Stroud, an adjunct faculty member at Owens, said she has enjoyed a huge amount of support for the production.

"This is the only show we're doing this season, so I have all the resources of the department available to me. The students are really chomping at the bit to do something, and the audition [for the show] was the largest since the program began."

Since one of Owens' aims is to be part of the community, the audition was open to nonstudents as well. The cast is about two-thirds Owens students and one-third from the community.

Along with the setting, Stroud also adapted some of the characters. In most plays of the period, she said, the bulk of the characters are male, but modern casts are a more equal mix of male and female. Thus, Stroud said when a character's gender didn't matter, she altered it to suit her needs.

"What was surprising was that having Shakespeare's words coming out of the mouth of a woman gave them a fascinating dynamic," she said.

The large cast includes Kevin Hall and Rebecca Vail as Claudio and Hero; Sarah Stephens and Timothy Kruse as Beatrice and Benedick; Zac Gilley as Leonato; and Chad-Michael Simon and Michael Johnson as, respectively, Don Pedro and Don John.

Shakespeare wrote for adults, and there are displays of anger, affection, and intrigue in Much Ado about Nothing. "We've heightened the physical comedy and added some dancing, so I think older elementary school students could enjoy the production," Stroud says.

"Much Ado About Nothing" opens tonight and runs through April 24 in the Mainstage Theater of Owens Community College's Center for Fine and Performing Arts, 30335 Oregon Rd., Perrysburg.

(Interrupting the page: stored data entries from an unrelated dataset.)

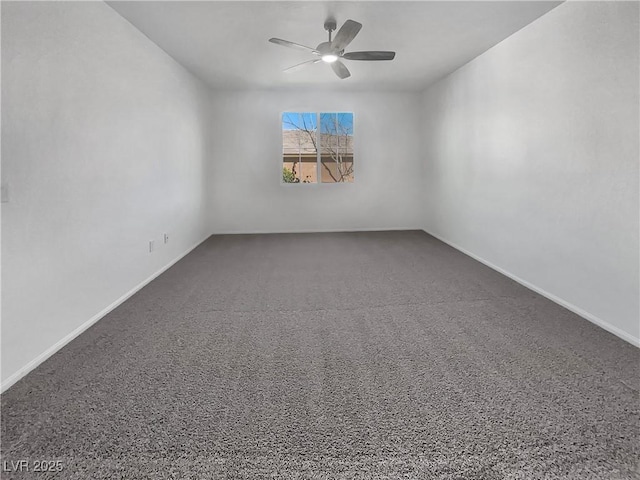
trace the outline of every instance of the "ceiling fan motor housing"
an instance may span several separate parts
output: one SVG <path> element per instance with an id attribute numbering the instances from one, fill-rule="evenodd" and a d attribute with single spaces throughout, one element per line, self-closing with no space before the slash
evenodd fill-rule
<path id="1" fill-rule="evenodd" d="M 331 42 L 322 42 L 316 47 L 316 50 L 320 55 L 331 55 L 336 52 L 331 48 Z"/>

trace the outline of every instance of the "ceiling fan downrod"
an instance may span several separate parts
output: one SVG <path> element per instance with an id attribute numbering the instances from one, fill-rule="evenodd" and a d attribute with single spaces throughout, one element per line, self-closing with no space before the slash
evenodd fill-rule
<path id="1" fill-rule="evenodd" d="M 335 32 L 337 27 L 338 24 L 333 18 L 328 18 L 327 21 L 324 22 L 324 29 L 329 32 L 329 43 L 331 43 L 331 32 Z"/>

Show times are 8 p.m. Thursday-Saturday and 2 p.m. Sunday. Tickets are $12 for the public and $10 for students. Information: 567-661-2787.

The Children's Theatre Workshop continues its 50th anniversary season with a production of The Pied Piper of Hamelin.

Adapted by Madge Miller from Robert Browning's 1888 story based on a German legend, the production features youngsters ages 4 to 15 in the cast and ages 13-17 in the crew.

"This is a show run by young people," producer Ann Flagg says. Adults help with the sets, sound, and lighting and during rehearsals, but once opening day arrives, all the responsibility is turned over to the youngsters.

In the story, the town of Hamelin is overrun by rats. At their wits end, the townsfolk persuade the mayor to hire a piper, who says he can get rid of the vermin by playing his hypnotic music and leading them to their destruction. When he does, the mayor refuses to pay the piper's rather large fee, so the piper takes his revenge by playing his music and stealing the town's children.

This is where the traditional tale ends, but Miller's adaptation has the piper returning the children.

"We gear our plays to little kids, and they like happy endings," Flagg says.

Two casts of about 35 each will alternate roles in the three productions.

"The Pied Piper of Hamelin" is scheduled at 1 and 3:30 p.m. tomorrow and Sunday in the Lois M. Nelson Theatre for the Performing Arts in the Collingwood Arts Center, 2413 Collingwood Blvd. Tickets at the door are $6 for adults and $4 for students and seniors.